My debugging of large values to unserialize has not been helpful so far. I only know that the value is less than 1M serialized.

[2021-10-24T11:41:02.684463+00:00] Translate.INFO: Trying to unserialize WANCache:translatewiki_net-bw_:preprocess-hash:523f38e50882fa9d9fec25c2ae46b622375837c0:1|#|v with value of size 723645 {"private":false} []
[2021-10-24T11:41:02.718549+00:00] Translate.INFO: Trying to unserialize WANCache:translatewiki_net-bw_:preprocess-hash:881b2da6f8b12cca58a8090bbd5db6c40bb9328d:1|#|v with value of size 3833691 {"private":false} []
[2021-10-24T11:41:03.093884+00:00] Translate.INFO: Trying to unserialize WANCache:translatewiki_net-bw_:translate-groups:v4|#|v with value of size 1082825 {"private":false} []
[2021-10-24T11:41:03.335421+00:00] Translate.INFO: Trying to unserialize WANCache:translatewiki_net-bw_:preprocess-hash:881b2da6f8b12cca58a8090bbd5db6c40bb9328d:1|#|v with value of size 3833691 {"private":false} []
[2021-10-24T11:41:03.700277+00:00] Translate.INFO: Trying to unserialize WANCache:translatewiki_net-bw_:preprocess-hash:881b2da6f8b12cca58a8090bbd5db6c40bb9328d:1|#|v with value of size 3833691 {"private":false} []
[2021-10-24T11:41:03.744788+00:00] "Error"

preprocess-hash:881b2da6f8b12cca58a8090bbd5db6c40bb9328d refers to Template:Languagename, which was 200 KB page full of switch statements before I slightly simplified it. I am not sure if this is the cause, but unserializing that huge blob twice surely takes some memory.

After my changes the size almost halved:
Trying to unserialize WANCache:translatewiki_net-bw_:preprocess-hash:51d294a3672b571c31ebde8896ab0ab0e80c2a1c:1|#|v with value of size 2025900 {"private":false} []

Krinkle renamed this task from Out of memory errors in translatewiki.net to Out of memory errors in translatewiki.net from MessageCache deferred update.Jan 21 2022, 9:48 PM
Krinkle moved this task from Backlog to MessageCache on the MediaWiki-Internationalization board.
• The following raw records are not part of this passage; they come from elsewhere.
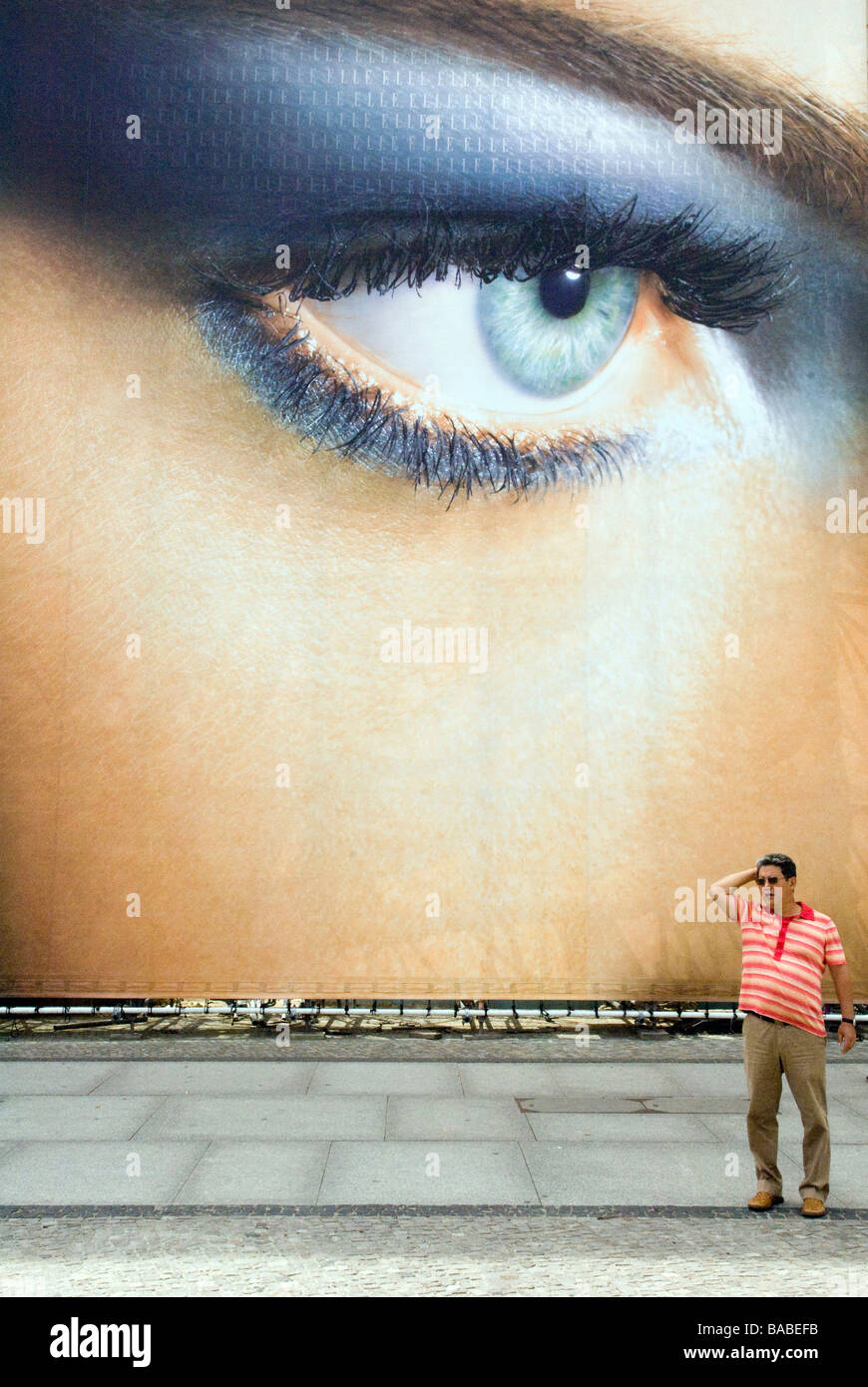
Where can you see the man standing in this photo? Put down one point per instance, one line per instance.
(785, 949)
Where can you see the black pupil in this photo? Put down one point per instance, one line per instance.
(563, 291)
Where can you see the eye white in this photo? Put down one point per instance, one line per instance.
(433, 337)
$wgMemoryLimit can be increased. I don’t have a precise method to set it to a sensible value, except try-observe-adjust.

See also mw:Manual:Common errors and symptoms#Fatal error: Allowed memory size of X bytes exhausted (tried to allocate Y bytes).

We have split Template:Languagename

Nikerabbit claimed this task.

Fine by me. May reopen if this issue reoccurs.